L’adhésion au traitement, le changement des habitudes de vie et des mesures hygiénodiététiques sont des éléments clés pour l’amélioration de l’efficacité de la prise en charge de l’insuffisance cardiaque. En effet, près de 35 à 45 % des hospitalisations lors de poussée d’IC seraient évitables par une meilleure observance (Jourdain et al., 2003, p. 329).

Dans le cadre d’une ETP d’un patient atteint d’IC, les objectifs indispensables pour la sécurité doivent comprendre les éléments suivants : « connaître les signes d’alertes et réagir de manière adaptée, de prendre régulièrement son traitement, d’adapter son activité physique, de suivre les recommandations diététiques et d’organiser son suivi médical et sa prise en charge » (Jourdain & Juillière, 2011, p. 4). Selon Jourdain et Juillière (2011), il existe diverses connaissances et compétences que le patient atteint d’ICC peut acquérir lors d’un processus éducationnel. Ils les classent autour de quatre grands domaines distincts qui sont la pathologie, le traitement, l’alimentation et l’activité physique (Jourdain & Juillière, 2011, p. 5). De plus, l’ETP a également une influence sur le psychisme : « certains patients et proche-aidants expriment que l’ETP apporte un plus par rapport à un simple traitement par médicaments, qu’ils se sentent plus en confiance dans la gestion de leur maladie et plus entourés » (Garbacz et al., 2015, pp. 465‑466).
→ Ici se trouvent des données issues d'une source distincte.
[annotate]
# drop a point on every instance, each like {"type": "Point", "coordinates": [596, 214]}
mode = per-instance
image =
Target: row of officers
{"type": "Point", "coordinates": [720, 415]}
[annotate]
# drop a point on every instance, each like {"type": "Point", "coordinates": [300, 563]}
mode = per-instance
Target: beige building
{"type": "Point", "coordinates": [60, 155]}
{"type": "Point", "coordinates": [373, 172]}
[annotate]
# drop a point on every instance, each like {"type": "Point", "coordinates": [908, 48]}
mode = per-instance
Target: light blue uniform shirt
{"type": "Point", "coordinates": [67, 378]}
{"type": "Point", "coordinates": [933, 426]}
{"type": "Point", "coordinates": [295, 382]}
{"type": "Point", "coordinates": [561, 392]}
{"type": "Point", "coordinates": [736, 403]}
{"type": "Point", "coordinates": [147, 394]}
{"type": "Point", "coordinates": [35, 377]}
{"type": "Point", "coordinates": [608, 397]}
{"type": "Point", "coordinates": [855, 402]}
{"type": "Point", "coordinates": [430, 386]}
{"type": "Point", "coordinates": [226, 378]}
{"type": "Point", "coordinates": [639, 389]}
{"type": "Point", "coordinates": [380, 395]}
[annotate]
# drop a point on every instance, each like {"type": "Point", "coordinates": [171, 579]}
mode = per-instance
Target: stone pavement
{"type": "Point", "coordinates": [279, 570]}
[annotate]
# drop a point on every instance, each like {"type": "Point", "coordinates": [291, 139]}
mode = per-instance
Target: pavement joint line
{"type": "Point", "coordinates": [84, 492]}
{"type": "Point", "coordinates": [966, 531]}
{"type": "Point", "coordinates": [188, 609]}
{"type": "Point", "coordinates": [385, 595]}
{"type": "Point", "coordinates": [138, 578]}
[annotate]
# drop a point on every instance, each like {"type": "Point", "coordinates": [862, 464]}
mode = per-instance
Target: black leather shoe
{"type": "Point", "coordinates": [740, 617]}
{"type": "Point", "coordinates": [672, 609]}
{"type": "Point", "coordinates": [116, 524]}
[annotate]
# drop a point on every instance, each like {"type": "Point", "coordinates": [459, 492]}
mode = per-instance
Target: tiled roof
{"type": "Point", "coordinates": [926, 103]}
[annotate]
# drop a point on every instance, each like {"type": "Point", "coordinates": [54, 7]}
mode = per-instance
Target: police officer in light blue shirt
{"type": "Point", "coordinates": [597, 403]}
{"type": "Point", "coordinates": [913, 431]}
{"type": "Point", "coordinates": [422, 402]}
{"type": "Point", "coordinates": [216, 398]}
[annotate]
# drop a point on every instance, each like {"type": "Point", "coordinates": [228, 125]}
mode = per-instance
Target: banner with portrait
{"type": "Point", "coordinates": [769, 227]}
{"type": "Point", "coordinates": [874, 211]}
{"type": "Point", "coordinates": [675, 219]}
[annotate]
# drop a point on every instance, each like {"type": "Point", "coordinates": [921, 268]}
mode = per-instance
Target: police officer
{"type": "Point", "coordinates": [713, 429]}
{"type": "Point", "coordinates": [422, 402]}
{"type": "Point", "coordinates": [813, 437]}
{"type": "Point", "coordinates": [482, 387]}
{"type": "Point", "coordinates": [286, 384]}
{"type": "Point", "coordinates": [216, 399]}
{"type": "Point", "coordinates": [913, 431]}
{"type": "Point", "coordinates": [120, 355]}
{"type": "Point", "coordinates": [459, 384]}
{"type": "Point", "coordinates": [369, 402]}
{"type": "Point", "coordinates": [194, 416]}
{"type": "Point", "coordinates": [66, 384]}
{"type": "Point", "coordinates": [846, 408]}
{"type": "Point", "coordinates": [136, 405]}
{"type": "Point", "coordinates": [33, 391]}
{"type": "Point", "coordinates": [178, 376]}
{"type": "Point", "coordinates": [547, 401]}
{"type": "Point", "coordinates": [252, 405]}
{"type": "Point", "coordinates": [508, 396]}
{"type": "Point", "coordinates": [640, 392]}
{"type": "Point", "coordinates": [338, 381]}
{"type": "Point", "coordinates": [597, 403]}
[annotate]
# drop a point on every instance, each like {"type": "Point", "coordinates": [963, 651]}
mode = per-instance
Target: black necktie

Dans ce travail, l’ETP concerne le domaine de la pathologie dans le but d’une autogestion des symptômes par le patient atteint d’ICC. Les acquisitions peuvent être séparées en trois catégories particulières qui sont les connaissances, le savoir-faire et le savoir-être (Jourdain & Juillière, 2011, p. 6).

Concernant les connaissances, le patient pourrait par exemple connaître : la physiologie du cœur sain ; la physiopathologie de son IC ; les principaux signes cliniques annonciateurs d’une décompensation cardiaque, tels que la prise de poids rapide, les œdèmes, l’augmentation de la dyspnée, etc. ; les signes de décompensation et identifier ses propres signes de décompensation ; les risques d’aggravation de l’IC; les facteurs favorisants d’une décompensation cardiaque (Jourdain & Juillière, 2011, p. 6).

Concernant le savoir-faire, le patient serait à même d’acquérir les compétences d’autosurveillance et d’agir en fonction de l’observation faite, par exemple se peser régulièrement, augmenter les diurétiques s’il y a une prise de poids selon les dires du médecin, savoir où appeler en cas de besoin, etc. (Jourdain & Juillière, 2011, p. 6).

Concernant le savoir-être, le patient serait capable de : reconnaître les compétences de chaque professionnel et de leur suivi ; comprendre que l’acquisition des compétences permettra d’améliorer la qualité de vie ; comprendre que le traitement médicamenteux à lui seul ne suffit pas ; tenir à jour une courbe de surveillance du poids ; adapter son comportement face à l’apparition de symptômes, tels que la prise de poids de plus de 2kg en trois jours, les œdèmes des membres inférieurs, la dyspnée, les douleurs thoraciques, la fièvre, la bronchite, la fatigue, etc. (Jourdain & Juillière, 2011, p. 6).